Your total options budget will be 10-20% of the shares outstanding. This needs to cover all management and all employees, both today and in the future.
Did I say ‘all’ employees? Yes.
I often find that junior employees especially don’t value options, and would rather have cash. Think about it this way: what if they do a fantastic job, and your company sells for hundreds of millions of dollars. Do you want them, the people who created that success, to get nothing?
It’s very hard to give them a piece of that success when it actually happens: even the best meaning owner often finds it hard to write $100,000 bonus cheques from their millions to each employee … especially if you are the only one of the shareholders compensating them. It’s easy to give them options today: which dilute all shareholders equally.
As a general rule, you should set aside 2% or so of the shares for ‘all employees’.
Thinking about the future
When issuing and budgeting options, I have historically tended to focus on the initial options grant, with the hidden assumption that the initial grant will provide ongoing motivation to people.

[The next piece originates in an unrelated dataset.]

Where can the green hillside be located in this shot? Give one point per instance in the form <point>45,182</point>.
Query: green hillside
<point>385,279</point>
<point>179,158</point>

I have seen how this isn’t always true.
The founder of a company I ran previously got very upset over not being in the company options plan. My attitude was that he had ~30% of the shares, why should he want any more? His attitude was that was ‘in the past’; he was an employee too, and what had the company ‘done for him lately’?
This interesting article offers a new way of thinking. They suggest average grants of around 0.1% of shares per employee, and split an employee option plan into four pieces:
- initial grants when hired
- additional grants on promotion
- bonus grants yearly for outstanding performance (only)
- additional grants as previous grants vest
I’m going to be rethinking my own approach to options as a result.
Maybe it’s time to think about or review your own options plan?